Towns Surrounding Chinchilla Towns Surrounding Chinchilla


Population:  40 (approx.)
Elevation:  330m
GPS Coordinates:  26.84oS; 150.79oE

A small settlement 20km east of Chinchilla on the Warrego Highway, Brigalow is dominated by grain silos. Our town was named after the brigalow tree that grows abundantly along the highway and is a tried and true indicator of fertile black soil. The Brigalow General Store is our local newsagent, video store, post office and local cafe, serving all day breakfasts and legendary burgers. During summer you can also purchase fresh melons and pumpkins at our roadside farm gate at a fraction of the price you would pay in a supermarket.

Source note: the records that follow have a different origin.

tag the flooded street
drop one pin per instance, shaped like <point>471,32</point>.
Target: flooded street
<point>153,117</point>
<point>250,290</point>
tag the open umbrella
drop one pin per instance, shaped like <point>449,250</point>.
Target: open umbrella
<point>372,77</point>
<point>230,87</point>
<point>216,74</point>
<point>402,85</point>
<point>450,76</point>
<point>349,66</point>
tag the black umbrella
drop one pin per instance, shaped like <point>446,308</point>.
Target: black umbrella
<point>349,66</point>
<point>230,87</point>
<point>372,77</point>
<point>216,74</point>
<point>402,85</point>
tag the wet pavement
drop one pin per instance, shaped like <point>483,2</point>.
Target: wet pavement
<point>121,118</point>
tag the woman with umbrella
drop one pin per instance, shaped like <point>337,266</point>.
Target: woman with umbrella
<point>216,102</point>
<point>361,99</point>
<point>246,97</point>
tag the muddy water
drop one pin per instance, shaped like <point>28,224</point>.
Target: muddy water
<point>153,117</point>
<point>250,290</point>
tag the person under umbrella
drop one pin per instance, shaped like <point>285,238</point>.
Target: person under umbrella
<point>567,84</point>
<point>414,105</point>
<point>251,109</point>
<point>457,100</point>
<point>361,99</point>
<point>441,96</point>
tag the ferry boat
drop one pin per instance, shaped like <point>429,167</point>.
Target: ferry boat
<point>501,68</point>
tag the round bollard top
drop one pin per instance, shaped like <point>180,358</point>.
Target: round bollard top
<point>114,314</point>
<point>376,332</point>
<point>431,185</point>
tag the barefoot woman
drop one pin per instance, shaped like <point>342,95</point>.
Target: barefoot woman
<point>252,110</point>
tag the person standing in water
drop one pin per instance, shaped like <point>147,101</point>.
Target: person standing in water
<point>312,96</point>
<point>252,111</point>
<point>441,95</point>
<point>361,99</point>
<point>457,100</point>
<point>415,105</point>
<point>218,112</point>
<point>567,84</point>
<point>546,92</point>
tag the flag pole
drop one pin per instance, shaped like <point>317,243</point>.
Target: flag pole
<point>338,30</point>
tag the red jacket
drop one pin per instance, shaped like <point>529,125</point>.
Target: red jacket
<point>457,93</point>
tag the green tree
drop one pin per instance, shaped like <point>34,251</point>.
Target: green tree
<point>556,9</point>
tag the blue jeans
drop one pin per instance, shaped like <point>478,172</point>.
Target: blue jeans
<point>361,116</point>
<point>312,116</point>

Our strong German heritage is evident in the Brigalow Lutheran Cemetery, which is the final resting place of many of our pioneering ancestors. Nearby is the Boonarga Cactoblastis Memorial Hall, the only known hall in the southern hemisphere to be erected in honour of an insect. The hall commemorates the cactoblastis moth, which was introduced to eradicate the prickly pear last century. Although the hall is not open to the public, the significance of the building and its fascinating story is displayed on an interpretive sign out front and is well worth a look.



Population:  40 (approx.)
Elevation:  360m
GPS Coordinates:  27.04oS; 150.76oE

Located 47km south-east of Chinchilla, Kogan was once an old droving centre and home to the famous Australian impressionist artist and founder of the Australian Stockman's Hall of Fame, Hugh Sawrey. The Kogan Hotel was used as a change station for Cobb & Co coaches, and passengers would stretch their legs and have a meal here while the horses were being changed over. Some 50 years ago, Hugh Sawrey walked into the Kogan Hotel looking for work and subsequently made Kogan his home. The part-time drover paid his bills by painting murals on local buildings and the Kogan Hotel housed nineteen of these in total. Subsequent owners of the hotel cut the murals from the walls and sold them at auction, stirring great controversy amongst the locals. One of Hugh's most famous murals is a psychedelic painting on the original post office ceiling which is now a private residence. 

Present day, Kogan is fondly referred to by locals as 'Sawrey Country' and the Aussie artist is embraced as a hero in the community. Two amazing sculptures that have been created in his honour can be found along our Hugh Sawrey Walkway, and every second year locals pay homage to his creative genius with the Art@Kogan festival. 

In stark contrast to the bush legacy captured in Hugh's works, the horizon to the north-east of Kogan is now dominated by the Kogan Creek Power Station, a 750 megawatt coal-fired power station owned by CS Energy. To gain an appreciation of the enormity of this mining project, don't miss the unique opportunity to visit the viewing platform located approximately halfway between Brigalow and Kogan. The power station is particularly impressive when viewed at night. The viewing platform features interpretive signs that provide a background on the project's development.